The Bora-hansgrohe team confirmed to Cyclingnews that Sagan suffered a series of injuries in the crash, hurting his ribs, right knee and especially his right hip, which is causing the most concern due to the impact of the crash. Sagan also collected some painful road rash and hit his head when he crashed but does not seem to have any signs of a concussion.
Bora-hansgrohe named Sagan in its eight-rider squad for Scheldeprijs. The team has several options for the expected sprint finish, including young German sprinter Pascal Ackermann, Matteo Pelucchi and even Sagan if he is feeling good at the end of the 202km race.
Favourites for victory at Wednesday's Scheldeprijs include 2016 winner Marcel Kittel (Quick-Step Floors), Andre Greipel (Lotto Soudal), Arnaud Demare (FDJ), Elia Viviani (Team Sky), Nacer Bouhanni (Cofidis) and Britain's Dan McLay (Fortuneo-Vital Concept).
Video footage emerged on Monday confirming that the crash was caused by Sagan riding close to the roadside barriers and making contact with a spectator's jacket.

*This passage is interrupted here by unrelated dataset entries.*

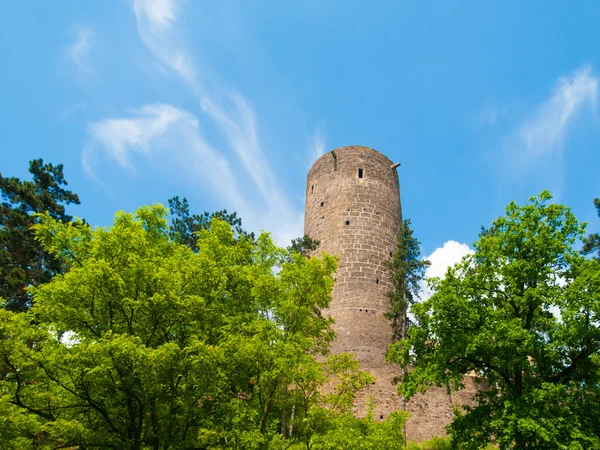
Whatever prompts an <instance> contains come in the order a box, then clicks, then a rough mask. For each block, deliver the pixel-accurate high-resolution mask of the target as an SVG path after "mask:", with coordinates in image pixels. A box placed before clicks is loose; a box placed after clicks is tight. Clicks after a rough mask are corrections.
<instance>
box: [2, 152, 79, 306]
mask: <svg viewBox="0 0 600 450" xmlns="http://www.w3.org/2000/svg"><path fill="white" fill-rule="evenodd" d="M29 172H30V173H31V175H32V177H33V180H32V181H21V180H20V179H19V178H15V177H5V176H3V175H2V174H0V192H1V194H2V200H3V202H2V204H0V297H2V298H4V302H3V303H2V305H3V306H4V307H5V308H7V309H10V310H13V311H24V310H26V309H27V308H29V307H30V306H31V295H30V294H29V293H28V291H27V290H26V288H27V287H28V286H38V285H39V284H41V283H46V282H48V281H49V280H50V279H52V277H53V276H54V275H55V274H57V273H61V272H62V266H61V262H60V261H59V260H58V259H56V258H54V257H53V256H51V255H49V254H48V253H47V252H46V251H44V249H43V248H42V247H41V245H40V244H39V243H37V242H36V241H35V236H34V232H33V231H32V229H31V226H32V225H33V224H34V223H35V221H36V219H35V213H42V212H46V211H47V212H48V214H50V216H51V217H53V218H55V219H57V220H61V221H70V220H71V216H69V215H67V214H66V213H65V205H68V204H71V203H75V204H79V197H77V195H76V194H74V193H73V192H71V191H68V190H66V189H64V188H63V186H66V185H67V181H66V180H65V178H64V175H63V166H62V164H58V165H56V166H54V165H52V164H44V161H43V160H42V159H35V160H33V161H30V162H29Z"/></svg>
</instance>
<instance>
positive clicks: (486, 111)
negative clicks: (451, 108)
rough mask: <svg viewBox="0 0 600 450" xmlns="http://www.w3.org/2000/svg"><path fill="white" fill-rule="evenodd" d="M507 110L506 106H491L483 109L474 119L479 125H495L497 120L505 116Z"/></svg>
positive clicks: (503, 117) (481, 126) (507, 113)
mask: <svg viewBox="0 0 600 450" xmlns="http://www.w3.org/2000/svg"><path fill="white" fill-rule="evenodd" d="M508 112H509V108H508V107H507V106H492V107H488V108H485V109H483V110H482V111H481V112H480V113H479V114H478V115H477V116H476V121H477V123H478V124H479V126H481V127H483V126H486V125H495V124H496V123H497V122H498V121H500V120H501V119H503V118H505V117H506V116H507V114H508Z"/></svg>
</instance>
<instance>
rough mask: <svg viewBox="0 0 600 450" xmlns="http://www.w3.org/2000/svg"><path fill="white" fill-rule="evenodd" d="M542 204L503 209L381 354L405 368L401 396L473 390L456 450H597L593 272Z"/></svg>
mask: <svg viewBox="0 0 600 450" xmlns="http://www.w3.org/2000/svg"><path fill="white" fill-rule="evenodd" d="M551 198H552V197H551V195H550V194H549V193H548V192H547V191H544V192H542V193H541V194H540V195H539V196H538V197H534V198H531V199H530V201H529V203H528V204H526V205H525V206H518V205H517V204H515V203H514V202H512V203H510V204H509V206H508V207H507V209H506V216H504V217H500V218H498V219H496V220H495V221H494V222H493V225H492V227H491V228H490V229H489V230H485V232H483V233H482V234H481V235H480V238H479V240H478V241H477V242H475V244H474V247H475V254H474V255H470V256H466V257H465V258H463V261H462V262H461V263H460V264H458V265H456V266H455V267H453V268H450V269H448V272H447V273H446V276H445V278H444V279H443V280H437V281H435V282H434V283H433V287H434V289H435V293H434V295H433V296H432V297H431V298H430V299H428V300H427V301H425V302H423V303H417V304H415V305H414V306H413V307H412V312H413V314H414V316H415V319H416V325H415V326H413V327H411V328H410V329H409V330H408V338H407V339H406V340H403V341H401V342H399V343H397V344H395V345H394V346H393V347H392V348H391V351H390V353H389V359H390V360H391V361H393V362H395V363H398V364H400V365H401V366H403V367H408V366H409V365H413V366H414V370H412V371H409V372H408V373H407V374H406V375H405V376H404V377H403V380H402V382H401V383H400V385H399V392H400V393H401V394H403V395H405V396H407V397H411V396H412V395H414V394H415V393H416V392H419V391H423V390H425V389H427V387H428V386H431V385H437V386H449V387H450V388H452V389H459V388H461V386H462V383H463V377H464V376H465V375H467V374H473V373H475V374H476V375H478V376H479V377H481V379H482V380H485V382H483V383H482V385H480V390H479V392H478V394H477V401H478V404H477V406H474V407H466V408H465V409H464V410H463V411H460V412H457V415H456V416H455V418H454V420H453V422H452V424H451V425H450V428H449V431H450V434H451V435H452V438H453V445H454V446H455V447H457V448H466V449H475V448H483V447H484V446H485V444H486V443H488V442H490V441H495V442H497V444H498V445H499V447H500V448H501V449H508V448H532V449H533V448H535V449H588V448H600V422H599V421H598V415H597V412H598V411H599V410H600V379H599V375H600V372H599V367H600V355H599V351H600V262H599V261H596V260H586V259H585V258H584V257H583V256H582V255H580V254H579V253H578V252H576V251H575V250H574V249H573V245H574V244H575V242H576V241H577V239H581V238H582V237H583V235H584V231H585V227H584V225H582V224H580V223H578V221H577V219H576V218H575V216H574V215H573V213H572V212H571V211H570V209H569V208H567V207H565V206H562V205H558V204H551V203H549V201H550V199H551ZM558 315H559V316H558Z"/></svg>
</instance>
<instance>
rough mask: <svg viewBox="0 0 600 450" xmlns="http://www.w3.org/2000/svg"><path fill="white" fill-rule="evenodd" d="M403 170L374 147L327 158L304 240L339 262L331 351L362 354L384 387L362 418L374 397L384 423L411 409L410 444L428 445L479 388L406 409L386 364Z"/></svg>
mask: <svg viewBox="0 0 600 450" xmlns="http://www.w3.org/2000/svg"><path fill="white" fill-rule="evenodd" d="M396 168H397V165H396V164H394V162H393V161H391V160H390V159H388V158H387V157H385V156H384V155H382V154H381V153H379V152H378V151H376V150H374V149H372V148H369V147H362V146H350V147H341V148H338V149H335V150H332V151H330V152H328V153H326V154H324V155H323V156H321V157H320V158H319V159H317V161H315V163H314V164H313V166H312V167H311V168H310V170H309V172H308V176H307V181H306V209H305V216H304V233H305V234H307V235H309V236H310V237H311V238H313V239H316V240H318V241H320V245H319V248H318V249H317V251H316V253H320V252H322V251H324V252H327V253H329V254H331V255H335V256H337V257H338V258H339V261H338V270H337V272H336V275H335V278H336V280H335V285H334V288H333V293H332V301H331V304H330V306H329V308H328V309H327V310H325V311H324V313H325V314H328V315H330V316H331V317H333V318H334V320H335V323H334V325H333V329H334V330H335V332H336V334H337V337H336V340H335V342H334V343H333V344H332V346H331V351H332V353H341V352H349V353H354V354H355V355H356V357H357V358H358V360H359V362H360V364H361V367H362V369H363V370H367V371H369V372H371V374H372V375H373V376H374V377H375V380H376V381H375V384H374V385H372V386H369V387H368V388H367V389H365V391H364V392H363V393H362V395H361V396H360V397H359V399H358V403H357V405H356V414H358V415H363V414H364V413H365V409H366V400H367V399H368V398H369V397H373V399H374V401H375V411H374V413H375V418H376V419H383V418H384V417H385V416H386V415H387V414H389V412H391V411H395V410H399V409H406V410H407V411H408V412H410V413H411V415H412V418H411V419H409V421H408V423H407V437H408V439H411V440H424V439H428V438H430V437H432V436H442V435H444V427H445V426H446V425H447V424H448V423H450V420H451V418H452V415H453V410H454V406H455V405H458V404H464V403H472V402H471V397H472V394H473V393H474V383H473V381H472V380H471V379H465V383H466V386H467V389H466V390H464V391H461V392H458V393H452V394H448V393H447V392H446V391H445V390H444V389H441V388H431V389H429V390H428V391H427V392H426V393H425V394H418V395H416V396H415V397H413V398H412V399H411V400H410V401H408V402H406V404H403V402H402V399H401V398H400V396H399V395H398V394H397V392H396V386H395V385H394V384H393V380H394V379H395V378H398V377H399V376H400V375H401V373H400V370H399V369H398V367H396V366H394V365H392V364H388V363H387V362H386V361H385V354H386V351H387V348H388V345H389V344H390V343H391V341H392V329H391V326H390V322H389V321H388V320H387V319H386V318H385V317H384V313H385V312H386V311H387V309H388V302H389V300H388V298H387V296H386V293H387V292H388V291H389V290H390V289H391V288H392V284H391V282H390V280H389V275H388V271H387V269H386V267H385V261H387V260H389V259H390V257H391V255H392V252H394V250H395V249H396V237H397V233H398V230H399V227H400V224H401V223H402V207H401V202H400V183H399V178H398V173H397V171H396Z"/></svg>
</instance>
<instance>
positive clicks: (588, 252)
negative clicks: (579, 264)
mask: <svg viewBox="0 0 600 450" xmlns="http://www.w3.org/2000/svg"><path fill="white" fill-rule="evenodd" d="M594 205H595V206H596V211H597V213H598V217H600V198H596V199H594ZM592 253H595V254H596V256H595V258H596V259H597V260H600V233H591V234H589V235H588V236H587V237H586V238H585V239H584V240H583V254H584V255H589V254H592Z"/></svg>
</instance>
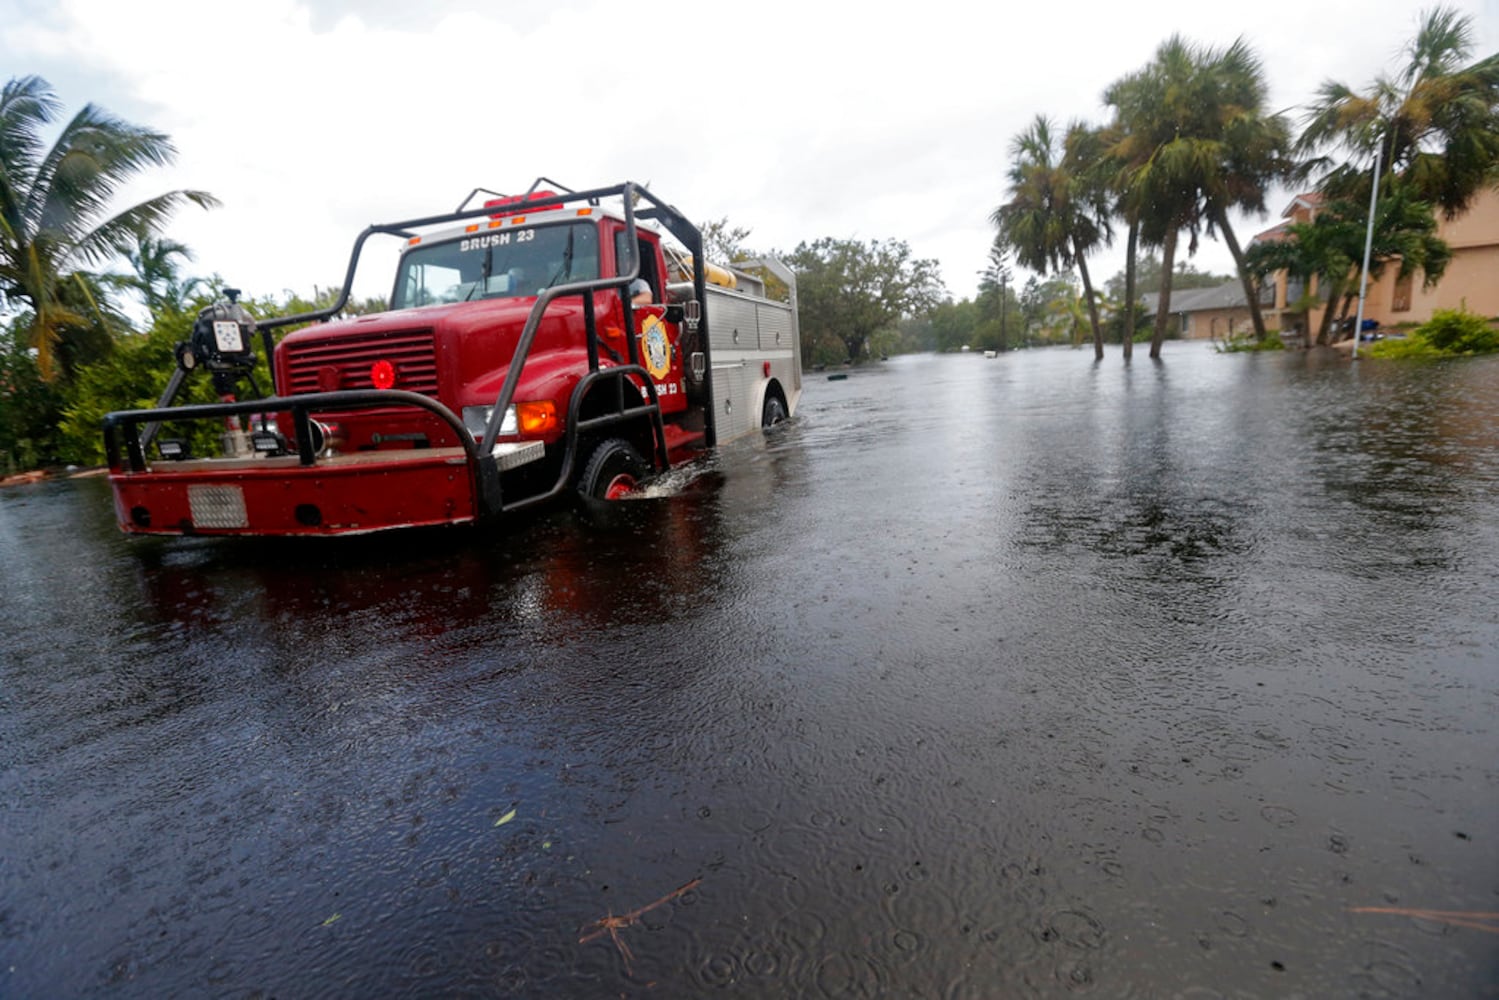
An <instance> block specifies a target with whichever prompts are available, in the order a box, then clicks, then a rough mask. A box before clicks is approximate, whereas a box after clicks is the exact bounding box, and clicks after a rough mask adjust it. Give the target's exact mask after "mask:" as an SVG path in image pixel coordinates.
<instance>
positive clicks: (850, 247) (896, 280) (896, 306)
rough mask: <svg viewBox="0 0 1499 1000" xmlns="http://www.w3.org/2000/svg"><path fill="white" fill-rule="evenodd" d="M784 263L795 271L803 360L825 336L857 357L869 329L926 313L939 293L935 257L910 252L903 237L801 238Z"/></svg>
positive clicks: (864, 353) (888, 329)
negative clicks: (900, 319) (934, 259)
mask: <svg viewBox="0 0 1499 1000" xmlns="http://www.w3.org/2000/svg"><path fill="white" fill-rule="evenodd" d="M785 262H787V264H788V265H790V267H791V268H793V270H794V271H796V291H797V301H799V306H800V325H802V355H803V360H805V361H811V360H812V352H814V351H817V348H818V342H823V340H826V339H832V340H836V342H838V343H841V345H842V348H844V351H845V357H847V360H850V361H857V360H859V358H860V357H863V354H865V351H866V345H868V342H869V337H871V336H872V334H875V333H878V331H881V330H890V328H895V325H896V322H898V321H899V319H901V318H902V316H911V315H917V313H923V312H928V310H929V309H932V306H935V304H937V301H938V300H940V295H941V280H940V279H938V273H937V261H932V259H919V258H914V256H911V249H910V246H907V244H905V243H904V241H901V240H869V241H868V243H860V241H857V240H835V238H832V237H823V238H820V240H814V241H812V243H800V244H799V246H797V247H796V249H794V250H793V252H791V253H790V255H787V256H785Z"/></svg>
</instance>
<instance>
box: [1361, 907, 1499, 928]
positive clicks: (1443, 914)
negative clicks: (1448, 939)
mask: <svg viewBox="0 0 1499 1000" xmlns="http://www.w3.org/2000/svg"><path fill="white" fill-rule="evenodd" d="M1348 912H1349V913H1388V915H1393V916H1409V918H1415V919H1418V921H1436V922H1438V924H1451V925H1453V927H1466V928H1469V930H1474V931H1487V933H1489V934H1499V913H1477V912H1471V910H1412V909H1406V907H1399V906H1355V907H1349V909H1348Z"/></svg>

Sagan's bike was pulled towards the feet of the roadside barriers and then he crashed hard on right side, bringing down Greg van Avermaet (BMC) and Oliver Naesen (AG2R-La Mondiale). While Van Avermaet got back up quickly and chased after Philippe Gilbert, managing to finish second, Sagan needed more time to recover and get a new bike. He eventually finished 27th at 3:30.
Sagan said the crash was his fault, admitting he was riding too close to the barriers, but on Monday he tweeted a video of the crash that confirmed the contact with a jacket on the barriers.